People may not appreciate that Neil's mastery of his drums was a result of talent, yes, but also immense practice and dedication. During the mid-1990s, Neil started taking drumming lessons with Peter Erskine and Freddie Gruber. Eager to challenge himself and learn more from those jazz masters, Neil had to fundamentally unlearn his largely self-taught style and learn anew the techniques imparted by Gruber. That work ethic applied to many aspects of Neil's life. On more than one occasion, he wrote about his great capacity for endurance.

Neil Peart's final tour with Rush was indeed one of fortitude. By the accounts of his band mates, Geddy and Alex, he was often in great pain.

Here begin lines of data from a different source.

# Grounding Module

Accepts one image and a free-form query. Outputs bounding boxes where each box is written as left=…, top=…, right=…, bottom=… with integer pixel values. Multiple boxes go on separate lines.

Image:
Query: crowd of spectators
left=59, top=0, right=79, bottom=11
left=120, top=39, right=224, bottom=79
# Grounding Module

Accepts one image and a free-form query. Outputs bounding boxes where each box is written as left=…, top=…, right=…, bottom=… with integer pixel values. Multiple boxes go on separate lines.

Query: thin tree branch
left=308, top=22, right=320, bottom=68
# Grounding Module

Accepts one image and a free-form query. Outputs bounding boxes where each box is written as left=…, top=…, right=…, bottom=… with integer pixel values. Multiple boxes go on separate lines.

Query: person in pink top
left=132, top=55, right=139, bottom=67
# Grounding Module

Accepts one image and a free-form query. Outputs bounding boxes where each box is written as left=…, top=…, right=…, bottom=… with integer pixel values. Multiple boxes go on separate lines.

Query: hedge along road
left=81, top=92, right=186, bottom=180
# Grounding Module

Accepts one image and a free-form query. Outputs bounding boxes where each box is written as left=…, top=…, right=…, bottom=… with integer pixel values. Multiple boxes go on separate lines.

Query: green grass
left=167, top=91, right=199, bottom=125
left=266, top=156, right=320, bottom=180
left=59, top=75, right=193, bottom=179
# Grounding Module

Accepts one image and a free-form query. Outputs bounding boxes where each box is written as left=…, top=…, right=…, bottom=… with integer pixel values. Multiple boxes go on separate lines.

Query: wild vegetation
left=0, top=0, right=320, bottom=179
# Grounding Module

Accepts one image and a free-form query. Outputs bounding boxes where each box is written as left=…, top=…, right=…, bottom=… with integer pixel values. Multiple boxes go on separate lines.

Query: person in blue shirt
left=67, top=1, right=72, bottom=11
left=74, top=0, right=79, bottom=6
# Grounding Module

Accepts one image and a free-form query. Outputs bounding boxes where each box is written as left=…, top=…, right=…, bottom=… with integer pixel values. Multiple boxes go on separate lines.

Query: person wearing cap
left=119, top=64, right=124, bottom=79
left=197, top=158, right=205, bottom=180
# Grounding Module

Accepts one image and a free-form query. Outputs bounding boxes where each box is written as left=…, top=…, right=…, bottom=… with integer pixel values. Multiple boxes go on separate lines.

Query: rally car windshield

Many years of athletic drumming had taken their toll.

Those of us in the audience had no idea. (As Neil was fond of saying, quoting Gruber, “It is what it is. Deal with it.”) As always, Neil pushed himself past the point of excellence each night. In a short essay for Classic Rock magazine, he explained how his signature drum solo that tour was the culmination of everything he had learned as a drummer.

And then Neil left the lighted stage. He retired from the band, from drumming, from public life.

Neil had other interests he wanted to pursue, such as publishing a final book, Far and Wide. More importantly, he wanted to spend quality time with his second wife, Carrie, and their daughter, Olivia. It was apparent from his writings how much they enriched his life. I never met his family but the bell of my heart tolls for them...

Neil had often expressed admiration for the way in which Bill Bruford had retired during his early 60s, knowing that it's best to bow out when you're at the top of your game.

“Lately, Olivia has been introducing me to new friends at school as ‘My dad – he’s a retired drummer,'” Peart told Drumhead magazine. “True to say,” Neil said, before adding that it’s “funny to hear.”

“It does not pain me to realize that, like all athletes, there comes a time to … take yourself out of the game,” Peart added. “I would rather set it aside then face the predicament described in our song ‘Losing It.'”

(The lyric he's referring to: “Sadder still to watch it die, than never to have known it.”)


When Neil's drumming mentor and friend Freddie Gruber was near death, he had a conversation with Neil's wife during which he told her, "I had quite a ride. I wish I could do it all again." 

Those words inspired lyrics on Rush's final studio album Clockwork Angels: “Some days were dark/ Some nights were bright/ I wish that I could live it all again.” 

In an interview with longtime Rush chronicler Philip Wilding (whose remembrance piece is a must-read), Neil offered the following comment on Gruber's wistful lament, "I don’t feel that way. Maybe I will when I’m older. Nevertheless, I respected it so much...."

Neil couldn't have lived life any fuller. A "Homeric life," as Bradley Birzer, author of Neil Peart: Cultural Repercussions, wrote in his tribute piece. As one mourner put it on Twitter today, "He lived the lives of 10 men."

He leaves his many fans with glorious memories, millions of words, and dozens of albums of music. But he also leaves an example of how to live life—never wasting time, always looking to improve oneself, forever seeking the meaning of it all even in the darkest hours.

As he put it in the lyrics to the song "The Garden": "The measure of a life is a measure of love and respect."

During his truly extraordinary life, Neil Peart more than earned both those things.